The Reitz Home Museum presents it’s 20th Murder Mystery Event on Saturday, Aug. 18, with the production of Murder on Slaughter Avenue, written by local author and Evansville Living contributor Kelley Coures. This is Coures’ fourth script for the Museum. Local celebrities and community leaders perform the characters in the plays, which raise considerable funds for the preservation of the Downtown landmark.
In April 1899, newspaper readers were shocked to read that Mary Storck, a young Evansville woman, had been found strangled to death, her body dumped into a drainage ditch along Slaughter Avenue (today the Lloyd Expressway, near Vann Avenue). Police at the time suspected an inmate at the nearby Southern Indiana Hospital for the Insane (now the Evansville State Hospital) as the culprit. Over a two-year period, two more women were found murdered in the same fashion, including a young African American girl found dead in a horse barn near Fifth Street and Chandler.
Nothing, however, had prepared residents for the headlines of Nov. 13, 1901. The Sunday evening before, two more women — Lena Renner and Georgia Railey — were found strangled.
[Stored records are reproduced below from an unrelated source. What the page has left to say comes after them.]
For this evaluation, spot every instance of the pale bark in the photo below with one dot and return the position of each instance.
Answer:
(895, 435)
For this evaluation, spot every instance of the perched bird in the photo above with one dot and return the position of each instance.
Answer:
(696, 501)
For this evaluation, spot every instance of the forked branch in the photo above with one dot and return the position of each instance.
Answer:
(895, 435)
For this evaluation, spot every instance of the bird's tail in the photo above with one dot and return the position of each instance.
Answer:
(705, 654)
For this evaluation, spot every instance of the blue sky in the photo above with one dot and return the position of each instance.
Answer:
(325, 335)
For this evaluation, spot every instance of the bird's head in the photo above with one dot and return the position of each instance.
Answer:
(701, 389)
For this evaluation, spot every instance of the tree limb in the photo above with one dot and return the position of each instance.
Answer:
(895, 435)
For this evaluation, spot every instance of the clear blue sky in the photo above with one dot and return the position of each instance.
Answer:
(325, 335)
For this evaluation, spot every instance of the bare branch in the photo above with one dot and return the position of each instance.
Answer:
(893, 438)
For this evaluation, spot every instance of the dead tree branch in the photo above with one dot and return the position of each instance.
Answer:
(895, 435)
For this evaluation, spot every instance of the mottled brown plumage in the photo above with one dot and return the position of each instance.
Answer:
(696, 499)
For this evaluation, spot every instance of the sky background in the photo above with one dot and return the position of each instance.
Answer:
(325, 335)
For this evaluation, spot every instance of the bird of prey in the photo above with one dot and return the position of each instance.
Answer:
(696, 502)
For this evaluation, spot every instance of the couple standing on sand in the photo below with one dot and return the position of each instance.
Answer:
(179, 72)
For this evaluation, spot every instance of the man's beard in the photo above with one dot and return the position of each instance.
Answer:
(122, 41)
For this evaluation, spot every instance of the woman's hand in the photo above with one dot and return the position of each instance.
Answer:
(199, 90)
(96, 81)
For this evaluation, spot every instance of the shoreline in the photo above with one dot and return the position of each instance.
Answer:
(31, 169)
Both women, like Storck, were well-known “ladies of the evening,” and Renner’s body had been dumped in the exact same spot on Slaughter Avenue as Storck’s. The largest manhunt in the city’s history began, which led authorities to their first major suspect: a 35-year-old city police officer named Wilbur Sherwell.
A former boxer, Sherwell had come to Evansville to work for the Reitz Lumber Planing Mill and was recommended to the Evansville Police Department by F.J. Reitz. Sherwell seemed to lead a normal and happy life, living in a modest house with wife Mary and their two small children. But as the investigation evolved, police learned Sherwell had intimate relations with the five murdered women, including Fanny Butler, who was rumored to be carrying his unborn child. In fact, his name wasn’t Sherwell at all, but Charville. He changed it to escape child support and alimony from a previous wife in his hometown of Monroeville, Ohio.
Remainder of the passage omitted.